METHODS:OBJECTIVE:The primary purpose of this study was to evaluate the effectiveness of a three-dimensional (3D) software tool (smart planes) for displaying fetal brain planes, and the secondary purpose was to evaluate its accuracy in performing automatic measurements. MATERIAL AND METHODS:This prospective study included singleton fetuses with a gestational age (GA) greater than 18 weeks. Transabdominal two-dimensional ultrasound (2DUS) and 3D smart planes images were respectively used to obtain the basic planes of the fetal brain, with five parameters measured. The images, by either two-dimensional (2D) manual or 3D automatic operation, were reviewed by two experienced sonographers. The agreements between two measurements were analyzed. RESULTS:A total of 226 cases were included.
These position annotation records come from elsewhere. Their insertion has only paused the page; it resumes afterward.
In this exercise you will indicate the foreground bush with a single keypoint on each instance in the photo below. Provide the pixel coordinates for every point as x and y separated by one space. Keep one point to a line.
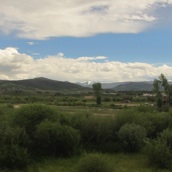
52 138
93 163
159 151
132 137
13 148
30 116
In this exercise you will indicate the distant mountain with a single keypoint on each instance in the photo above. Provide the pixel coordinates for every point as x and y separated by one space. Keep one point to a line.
38 83
123 86
134 86
104 85
86 83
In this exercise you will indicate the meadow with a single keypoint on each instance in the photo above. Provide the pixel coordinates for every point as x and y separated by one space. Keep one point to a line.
59 133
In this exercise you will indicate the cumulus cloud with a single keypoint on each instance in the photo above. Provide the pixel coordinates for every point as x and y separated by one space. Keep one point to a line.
14 65
31 43
42 19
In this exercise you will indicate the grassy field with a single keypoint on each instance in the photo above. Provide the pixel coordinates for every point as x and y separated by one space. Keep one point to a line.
118 162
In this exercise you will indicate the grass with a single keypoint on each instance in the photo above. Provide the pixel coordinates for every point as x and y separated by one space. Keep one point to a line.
119 163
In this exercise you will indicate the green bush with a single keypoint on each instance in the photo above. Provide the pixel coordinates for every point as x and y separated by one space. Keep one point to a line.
30 116
13 148
159 151
159 154
132 137
54 139
93 163
96 132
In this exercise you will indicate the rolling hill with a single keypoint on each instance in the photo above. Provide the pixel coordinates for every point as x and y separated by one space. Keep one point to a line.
38 83
134 86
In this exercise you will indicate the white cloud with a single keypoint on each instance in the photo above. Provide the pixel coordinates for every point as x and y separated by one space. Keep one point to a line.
14 65
42 19
31 43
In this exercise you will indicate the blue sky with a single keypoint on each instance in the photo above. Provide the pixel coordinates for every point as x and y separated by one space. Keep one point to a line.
79 40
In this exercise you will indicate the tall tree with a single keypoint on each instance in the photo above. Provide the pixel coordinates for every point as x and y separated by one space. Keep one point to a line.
97 87
161 84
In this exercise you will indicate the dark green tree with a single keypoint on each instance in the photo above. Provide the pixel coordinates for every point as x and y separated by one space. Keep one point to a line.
97 87
161 85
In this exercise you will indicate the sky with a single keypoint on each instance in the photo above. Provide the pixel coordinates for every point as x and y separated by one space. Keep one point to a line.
83 40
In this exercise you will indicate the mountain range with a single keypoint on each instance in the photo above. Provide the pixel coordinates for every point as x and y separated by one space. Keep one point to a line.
38 83
122 86
49 84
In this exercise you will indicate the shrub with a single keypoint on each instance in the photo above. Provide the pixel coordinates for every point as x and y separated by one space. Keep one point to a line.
159 154
56 139
93 163
96 132
30 116
13 148
132 137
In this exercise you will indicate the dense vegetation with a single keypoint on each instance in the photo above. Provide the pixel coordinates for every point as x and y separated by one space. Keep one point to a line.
81 132
35 131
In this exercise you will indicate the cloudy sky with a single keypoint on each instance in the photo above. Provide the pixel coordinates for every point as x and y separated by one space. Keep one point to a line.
78 40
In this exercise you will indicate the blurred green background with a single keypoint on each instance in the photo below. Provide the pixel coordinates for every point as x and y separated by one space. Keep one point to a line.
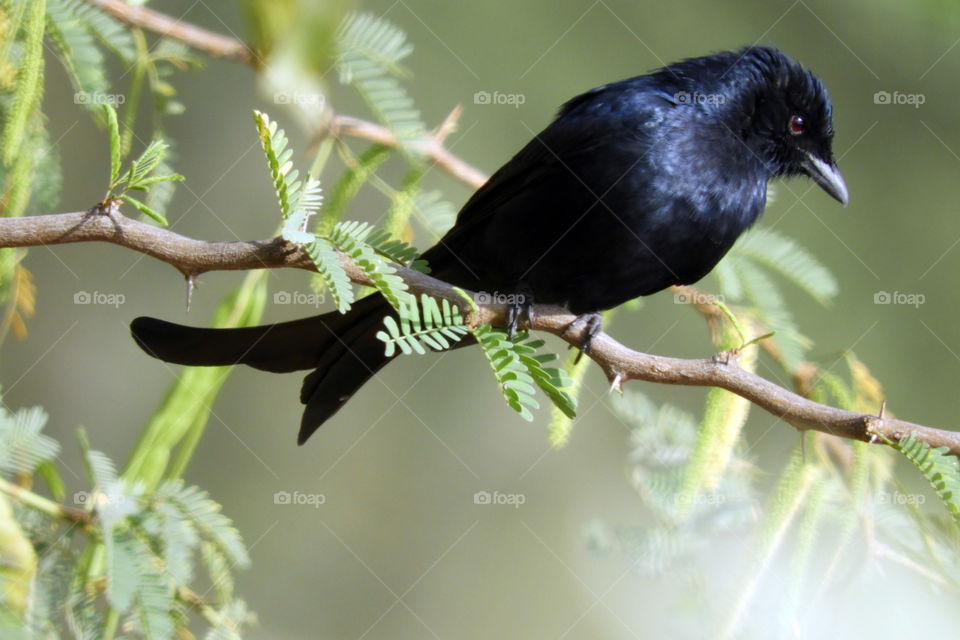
399 549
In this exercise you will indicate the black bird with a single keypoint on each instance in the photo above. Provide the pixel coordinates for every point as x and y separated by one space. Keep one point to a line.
635 186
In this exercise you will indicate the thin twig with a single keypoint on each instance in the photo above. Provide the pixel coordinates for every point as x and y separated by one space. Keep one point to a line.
213 44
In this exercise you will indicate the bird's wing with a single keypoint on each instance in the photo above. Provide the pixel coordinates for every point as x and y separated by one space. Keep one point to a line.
585 124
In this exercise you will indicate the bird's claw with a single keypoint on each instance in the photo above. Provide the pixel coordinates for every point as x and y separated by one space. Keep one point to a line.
594 324
522 307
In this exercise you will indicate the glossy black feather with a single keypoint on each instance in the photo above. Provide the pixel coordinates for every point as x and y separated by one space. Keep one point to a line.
635 186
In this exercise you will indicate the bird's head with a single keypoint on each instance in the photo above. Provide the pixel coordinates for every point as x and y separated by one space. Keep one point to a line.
786 117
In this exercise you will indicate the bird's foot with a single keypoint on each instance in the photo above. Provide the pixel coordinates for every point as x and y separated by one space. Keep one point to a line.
520 307
594 325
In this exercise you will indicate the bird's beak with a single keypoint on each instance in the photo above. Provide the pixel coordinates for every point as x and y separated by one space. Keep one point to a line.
827 176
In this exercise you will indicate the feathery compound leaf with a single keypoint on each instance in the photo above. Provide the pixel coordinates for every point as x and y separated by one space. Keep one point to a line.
144 209
369 53
786 257
292 193
350 238
204 514
113 126
437 214
77 51
22 447
942 471
359 170
135 581
762 293
386 245
551 380
111 34
324 258
29 83
436 329
515 382
147 162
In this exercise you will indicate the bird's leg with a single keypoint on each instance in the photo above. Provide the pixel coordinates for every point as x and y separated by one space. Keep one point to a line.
594 324
521 305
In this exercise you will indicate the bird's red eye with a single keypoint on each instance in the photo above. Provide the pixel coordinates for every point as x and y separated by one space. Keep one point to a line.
797 125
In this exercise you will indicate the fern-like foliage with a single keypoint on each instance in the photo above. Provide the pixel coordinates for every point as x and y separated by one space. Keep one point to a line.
22 447
140 175
941 470
292 193
324 258
370 51
552 380
350 238
745 276
77 31
28 87
204 515
437 327
518 367
514 380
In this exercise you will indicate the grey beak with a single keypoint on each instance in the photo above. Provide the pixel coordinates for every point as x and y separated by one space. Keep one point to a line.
827 176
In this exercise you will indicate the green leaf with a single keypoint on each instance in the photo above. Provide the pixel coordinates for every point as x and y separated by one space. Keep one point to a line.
940 469
114 128
28 87
205 516
324 258
439 326
552 380
386 245
350 237
516 384
369 53
786 257
292 194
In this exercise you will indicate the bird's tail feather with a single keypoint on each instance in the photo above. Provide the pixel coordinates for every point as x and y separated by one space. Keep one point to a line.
343 348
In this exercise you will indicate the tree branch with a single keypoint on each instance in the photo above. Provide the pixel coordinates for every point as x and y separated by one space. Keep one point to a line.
619 363
213 44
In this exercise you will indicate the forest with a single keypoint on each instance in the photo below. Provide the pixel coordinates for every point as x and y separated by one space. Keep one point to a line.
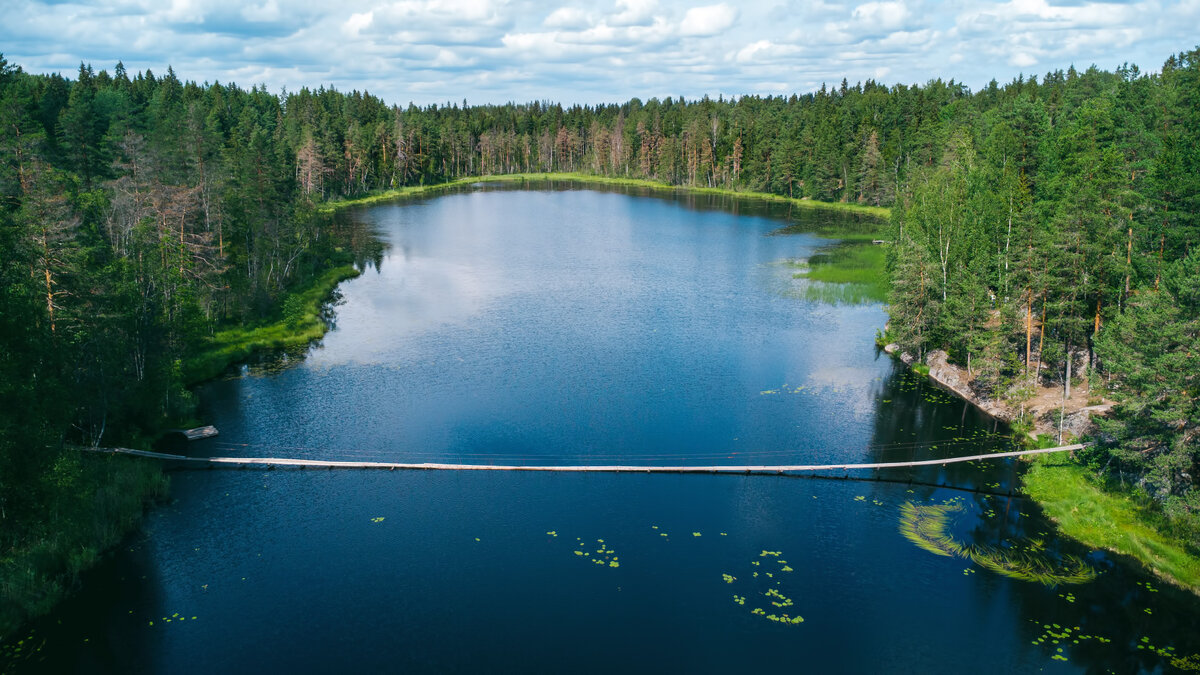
1043 233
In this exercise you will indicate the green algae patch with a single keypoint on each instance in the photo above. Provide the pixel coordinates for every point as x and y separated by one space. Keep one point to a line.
928 526
1085 511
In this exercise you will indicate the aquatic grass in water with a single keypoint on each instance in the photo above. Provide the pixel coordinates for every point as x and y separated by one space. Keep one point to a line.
927 525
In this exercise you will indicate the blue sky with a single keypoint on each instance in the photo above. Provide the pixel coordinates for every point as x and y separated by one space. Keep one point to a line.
607 51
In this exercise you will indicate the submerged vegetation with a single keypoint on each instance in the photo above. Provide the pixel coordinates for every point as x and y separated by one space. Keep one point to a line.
928 526
846 273
1113 520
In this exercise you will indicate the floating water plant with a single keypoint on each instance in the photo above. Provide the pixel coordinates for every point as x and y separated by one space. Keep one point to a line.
773 593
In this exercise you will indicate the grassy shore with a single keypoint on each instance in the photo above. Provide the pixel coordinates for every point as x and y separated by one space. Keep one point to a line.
1087 511
300 324
91 502
847 273
582 178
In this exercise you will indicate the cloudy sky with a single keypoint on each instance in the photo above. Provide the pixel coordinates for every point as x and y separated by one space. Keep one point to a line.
498 51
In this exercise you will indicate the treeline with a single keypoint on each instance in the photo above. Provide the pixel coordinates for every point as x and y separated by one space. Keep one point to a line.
1055 240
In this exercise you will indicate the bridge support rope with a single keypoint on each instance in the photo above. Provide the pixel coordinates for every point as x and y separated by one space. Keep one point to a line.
765 470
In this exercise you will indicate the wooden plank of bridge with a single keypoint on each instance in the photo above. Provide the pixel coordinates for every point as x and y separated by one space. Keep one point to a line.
593 469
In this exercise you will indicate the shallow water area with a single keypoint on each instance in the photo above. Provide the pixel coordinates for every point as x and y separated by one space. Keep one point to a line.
510 326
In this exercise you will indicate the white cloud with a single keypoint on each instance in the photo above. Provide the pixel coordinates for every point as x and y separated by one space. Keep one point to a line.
882 16
268 11
355 24
634 12
1023 59
496 51
570 18
708 21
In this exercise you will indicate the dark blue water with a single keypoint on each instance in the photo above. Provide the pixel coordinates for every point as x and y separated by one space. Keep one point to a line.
557 327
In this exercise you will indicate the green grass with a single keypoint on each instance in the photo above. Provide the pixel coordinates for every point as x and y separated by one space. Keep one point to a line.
1104 519
90 502
238 344
877 211
847 273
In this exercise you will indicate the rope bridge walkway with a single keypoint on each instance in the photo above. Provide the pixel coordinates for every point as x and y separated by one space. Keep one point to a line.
765 470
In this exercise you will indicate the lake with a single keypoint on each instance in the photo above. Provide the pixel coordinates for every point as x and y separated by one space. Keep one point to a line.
568 326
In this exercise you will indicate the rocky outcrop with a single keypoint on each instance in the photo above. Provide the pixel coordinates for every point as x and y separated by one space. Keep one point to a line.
957 380
1044 408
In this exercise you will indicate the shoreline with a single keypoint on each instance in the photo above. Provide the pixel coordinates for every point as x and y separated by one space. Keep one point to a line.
1080 503
583 178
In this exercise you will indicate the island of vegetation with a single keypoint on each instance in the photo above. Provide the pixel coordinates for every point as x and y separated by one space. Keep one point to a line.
1042 237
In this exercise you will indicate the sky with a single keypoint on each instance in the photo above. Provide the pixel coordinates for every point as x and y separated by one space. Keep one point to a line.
604 51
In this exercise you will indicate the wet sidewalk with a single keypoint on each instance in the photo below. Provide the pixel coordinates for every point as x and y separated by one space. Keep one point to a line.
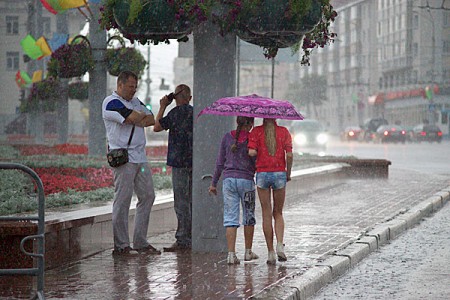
317 226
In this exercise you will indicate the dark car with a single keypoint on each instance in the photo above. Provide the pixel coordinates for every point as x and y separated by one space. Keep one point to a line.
369 129
427 132
390 133
308 135
351 133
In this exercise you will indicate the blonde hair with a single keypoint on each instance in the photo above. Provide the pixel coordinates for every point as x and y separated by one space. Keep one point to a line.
270 136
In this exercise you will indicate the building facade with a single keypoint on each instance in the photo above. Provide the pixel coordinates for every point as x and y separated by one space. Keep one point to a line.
17 19
391 59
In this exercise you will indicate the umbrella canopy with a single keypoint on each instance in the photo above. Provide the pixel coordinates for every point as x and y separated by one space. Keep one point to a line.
253 106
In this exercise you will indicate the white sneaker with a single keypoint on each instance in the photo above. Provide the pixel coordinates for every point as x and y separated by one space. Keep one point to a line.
250 255
280 252
232 259
271 258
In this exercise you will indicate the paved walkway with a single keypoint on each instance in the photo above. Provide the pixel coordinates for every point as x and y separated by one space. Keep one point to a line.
317 226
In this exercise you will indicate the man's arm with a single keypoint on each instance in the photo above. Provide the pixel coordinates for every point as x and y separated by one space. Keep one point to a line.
163 103
148 120
135 117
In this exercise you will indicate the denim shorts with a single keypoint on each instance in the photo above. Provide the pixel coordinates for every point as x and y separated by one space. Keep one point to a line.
274 180
237 191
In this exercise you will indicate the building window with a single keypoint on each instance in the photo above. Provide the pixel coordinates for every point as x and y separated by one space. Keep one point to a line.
12 61
12 25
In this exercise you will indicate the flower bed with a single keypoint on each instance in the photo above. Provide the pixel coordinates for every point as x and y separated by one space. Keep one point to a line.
69 177
57 180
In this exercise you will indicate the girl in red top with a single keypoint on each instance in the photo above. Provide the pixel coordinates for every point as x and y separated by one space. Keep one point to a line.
272 146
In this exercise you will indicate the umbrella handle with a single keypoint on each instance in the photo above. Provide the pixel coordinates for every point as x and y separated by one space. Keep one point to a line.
206 176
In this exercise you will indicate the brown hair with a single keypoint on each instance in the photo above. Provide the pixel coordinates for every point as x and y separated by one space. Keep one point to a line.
124 75
270 136
183 91
241 121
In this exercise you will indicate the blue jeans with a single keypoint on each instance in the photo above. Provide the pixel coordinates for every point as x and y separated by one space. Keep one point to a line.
237 191
182 194
274 180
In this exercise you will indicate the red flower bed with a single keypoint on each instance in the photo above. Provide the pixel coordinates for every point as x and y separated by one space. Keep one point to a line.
156 151
71 149
56 180
27 150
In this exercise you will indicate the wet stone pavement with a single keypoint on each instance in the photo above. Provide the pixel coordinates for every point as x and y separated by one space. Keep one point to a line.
316 224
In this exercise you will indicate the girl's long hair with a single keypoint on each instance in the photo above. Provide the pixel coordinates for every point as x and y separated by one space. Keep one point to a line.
241 121
270 136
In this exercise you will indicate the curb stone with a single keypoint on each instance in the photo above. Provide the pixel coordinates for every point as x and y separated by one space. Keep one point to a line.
309 283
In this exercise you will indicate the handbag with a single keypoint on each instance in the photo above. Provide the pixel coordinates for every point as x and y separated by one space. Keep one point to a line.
119 157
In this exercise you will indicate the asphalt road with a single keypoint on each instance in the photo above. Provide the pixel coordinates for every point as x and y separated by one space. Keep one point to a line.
423 157
414 266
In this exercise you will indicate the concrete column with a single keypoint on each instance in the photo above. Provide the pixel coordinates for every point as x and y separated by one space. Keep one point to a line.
37 118
214 78
97 86
62 122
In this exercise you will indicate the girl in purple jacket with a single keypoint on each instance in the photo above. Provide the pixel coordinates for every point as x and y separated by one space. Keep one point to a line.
238 170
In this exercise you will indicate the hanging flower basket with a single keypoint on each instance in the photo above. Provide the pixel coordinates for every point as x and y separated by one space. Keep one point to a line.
44 94
71 60
124 58
271 24
278 24
79 90
147 20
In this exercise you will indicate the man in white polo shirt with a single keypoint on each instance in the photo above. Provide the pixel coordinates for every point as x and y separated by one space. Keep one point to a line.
121 112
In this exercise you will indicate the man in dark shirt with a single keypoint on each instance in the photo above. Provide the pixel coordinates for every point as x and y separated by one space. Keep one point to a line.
179 122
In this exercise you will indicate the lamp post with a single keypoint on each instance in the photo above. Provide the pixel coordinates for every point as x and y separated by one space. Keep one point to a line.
432 73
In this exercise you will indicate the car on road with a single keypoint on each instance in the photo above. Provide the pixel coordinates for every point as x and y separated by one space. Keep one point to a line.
308 135
426 132
369 128
390 133
351 133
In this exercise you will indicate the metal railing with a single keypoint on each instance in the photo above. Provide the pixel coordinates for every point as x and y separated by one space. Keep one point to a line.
37 271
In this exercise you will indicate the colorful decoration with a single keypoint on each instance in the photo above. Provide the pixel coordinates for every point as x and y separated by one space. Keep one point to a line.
43 45
58 40
30 48
71 60
37 76
59 6
22 79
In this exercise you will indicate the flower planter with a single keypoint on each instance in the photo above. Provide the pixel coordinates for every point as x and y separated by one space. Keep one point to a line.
79 90
124 58
71 60
273 25
158 21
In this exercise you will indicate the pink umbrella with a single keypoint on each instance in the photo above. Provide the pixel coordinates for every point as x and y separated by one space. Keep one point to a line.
253 106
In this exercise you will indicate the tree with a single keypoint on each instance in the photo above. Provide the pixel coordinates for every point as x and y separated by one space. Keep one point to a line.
310 91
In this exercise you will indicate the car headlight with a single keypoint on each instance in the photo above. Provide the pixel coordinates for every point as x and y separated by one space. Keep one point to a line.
300 139
322 139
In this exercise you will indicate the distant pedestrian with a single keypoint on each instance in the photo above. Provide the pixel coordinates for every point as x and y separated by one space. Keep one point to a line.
238 170
125 115
272 146
179 122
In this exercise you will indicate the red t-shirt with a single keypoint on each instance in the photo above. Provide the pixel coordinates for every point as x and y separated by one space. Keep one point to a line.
264 161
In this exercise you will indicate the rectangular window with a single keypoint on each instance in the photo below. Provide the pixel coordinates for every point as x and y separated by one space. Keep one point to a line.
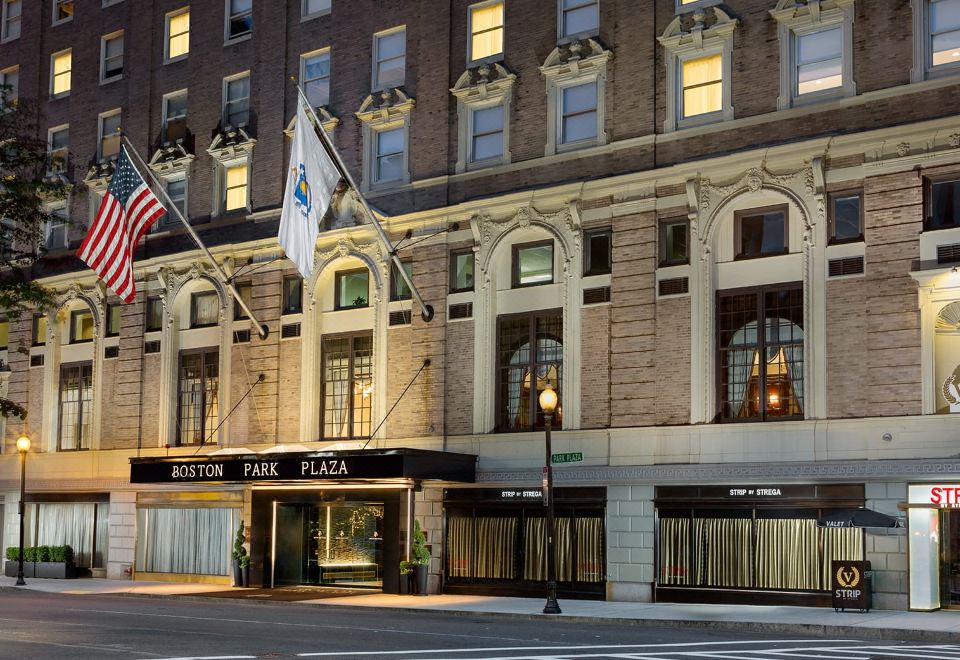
579 18
486 141
39 332
352 289
178 34
597 253
701 82
389 58
461 271
846 217
944 32
113 320
61 66
175 116
109 135
819 60
235 187
761 366
81 326
529 357
111 57
533 263
198 407
154 314
236 101
315 77
239 18
486 30
943 205
674 236
11 19
389 155
204 309
292 294
398 288
578 113
761 232
76 406
347 386
245 289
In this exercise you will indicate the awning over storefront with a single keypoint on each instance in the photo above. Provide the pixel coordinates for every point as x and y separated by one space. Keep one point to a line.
366 465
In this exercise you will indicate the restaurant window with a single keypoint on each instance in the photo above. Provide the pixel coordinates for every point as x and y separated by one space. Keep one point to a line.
597 253
198 407
761 232
532 263
292 294
347 386
943 205
352 288
81 326
76 406
846 217
204 309
461 270
760 354
529 358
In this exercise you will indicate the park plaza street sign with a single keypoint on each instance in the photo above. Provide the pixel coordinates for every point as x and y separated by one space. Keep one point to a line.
367 464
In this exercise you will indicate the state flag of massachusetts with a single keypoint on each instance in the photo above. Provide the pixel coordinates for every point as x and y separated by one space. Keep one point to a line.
128 209
311 182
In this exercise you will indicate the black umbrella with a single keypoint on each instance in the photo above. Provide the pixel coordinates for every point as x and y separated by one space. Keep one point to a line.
857 518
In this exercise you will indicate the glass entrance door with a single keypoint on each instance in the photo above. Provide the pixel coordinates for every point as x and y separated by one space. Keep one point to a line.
329 544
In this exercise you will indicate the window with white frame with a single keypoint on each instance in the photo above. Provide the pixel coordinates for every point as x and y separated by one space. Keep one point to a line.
699 71
11 20
485 26
61 67
389 58
177 41
315 77
109 131
236 100
579 18
111 57
239 18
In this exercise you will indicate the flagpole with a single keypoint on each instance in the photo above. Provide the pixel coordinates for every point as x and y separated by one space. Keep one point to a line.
426 311
262 328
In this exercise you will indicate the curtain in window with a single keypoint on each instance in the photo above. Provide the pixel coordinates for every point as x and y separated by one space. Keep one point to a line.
187 541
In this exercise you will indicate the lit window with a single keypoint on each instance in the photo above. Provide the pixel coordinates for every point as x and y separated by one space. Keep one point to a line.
315 78
390 59
579 17
61 66
111 57
178 34
236 101
944 32
702 84
819 60
236 187
240 18
486 30
578 113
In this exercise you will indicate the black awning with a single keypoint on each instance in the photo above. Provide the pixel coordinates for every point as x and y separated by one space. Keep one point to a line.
356 464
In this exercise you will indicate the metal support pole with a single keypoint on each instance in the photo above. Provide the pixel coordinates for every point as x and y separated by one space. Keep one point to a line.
552 606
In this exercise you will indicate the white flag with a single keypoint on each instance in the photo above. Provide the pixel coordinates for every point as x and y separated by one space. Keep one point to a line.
311 180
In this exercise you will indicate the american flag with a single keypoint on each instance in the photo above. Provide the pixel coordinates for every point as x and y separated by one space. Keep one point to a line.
128 209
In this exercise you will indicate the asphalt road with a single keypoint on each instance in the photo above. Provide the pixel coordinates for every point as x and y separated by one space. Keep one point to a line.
37 625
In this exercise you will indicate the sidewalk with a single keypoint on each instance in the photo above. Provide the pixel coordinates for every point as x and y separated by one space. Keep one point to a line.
942 626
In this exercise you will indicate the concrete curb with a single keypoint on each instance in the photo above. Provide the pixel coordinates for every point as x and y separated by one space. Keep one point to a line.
778 628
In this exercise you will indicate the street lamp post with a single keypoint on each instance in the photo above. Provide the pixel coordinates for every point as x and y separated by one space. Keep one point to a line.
548 403
23 446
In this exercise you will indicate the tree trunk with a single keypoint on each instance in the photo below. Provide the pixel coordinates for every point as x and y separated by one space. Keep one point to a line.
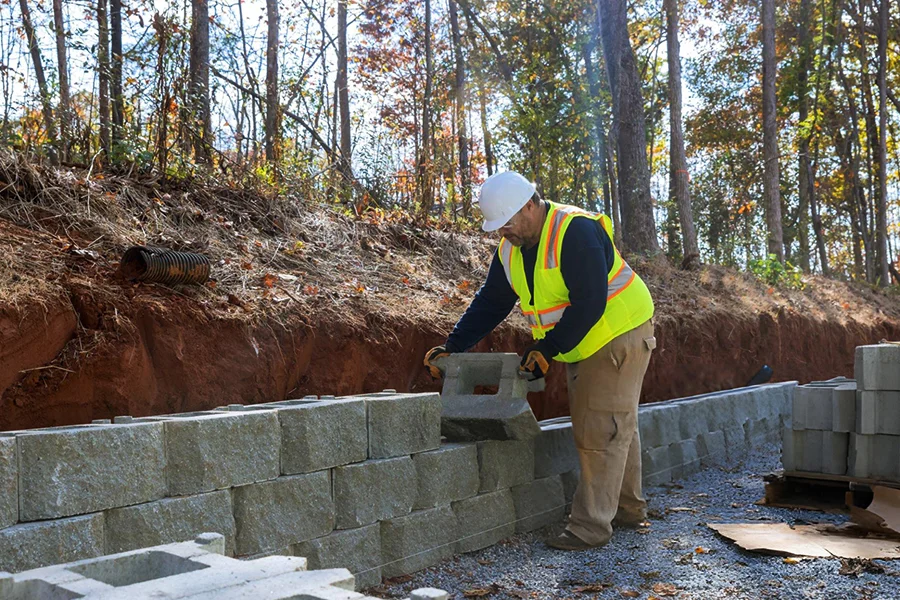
103 75
37 61
199 82
679 182
459 93
881 206
273 110
63 66
639 232
771 174
343 100
118 103
426 197
805 190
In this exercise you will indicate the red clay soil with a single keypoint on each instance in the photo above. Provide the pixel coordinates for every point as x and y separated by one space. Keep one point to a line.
90 346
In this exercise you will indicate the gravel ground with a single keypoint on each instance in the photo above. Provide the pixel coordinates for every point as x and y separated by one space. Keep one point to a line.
677 556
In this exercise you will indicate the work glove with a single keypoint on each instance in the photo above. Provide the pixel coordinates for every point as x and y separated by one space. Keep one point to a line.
535 361
431 356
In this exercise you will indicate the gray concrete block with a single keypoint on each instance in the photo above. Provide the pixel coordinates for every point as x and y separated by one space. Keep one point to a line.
446 475
877 367
373 490
505 464
418 540
358 550
215 451
656 465
466 416
403 424
658 424
570 484
285 511
711 448
32 545
9 482
554 449
539 503
321 435
878 412
843 408
67 471
170 520
484 520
The rates of successful detection by automatic display were as high as 80%. There was substantial agreement between the measurements of the biparietal diameter, head circumference and transcerebellar diameter, but poor agreement between the measurements of cisterna magna and lateral ventricle width. CONCLUSIONS:Smart Planes might be valuable for the rapid evaluation of fetal brain, because it simplifies the evaluation process. However, the technology requires improvement. In addition, this technology cannot replace the conventional manual US scans; it can only be used as an additional approach.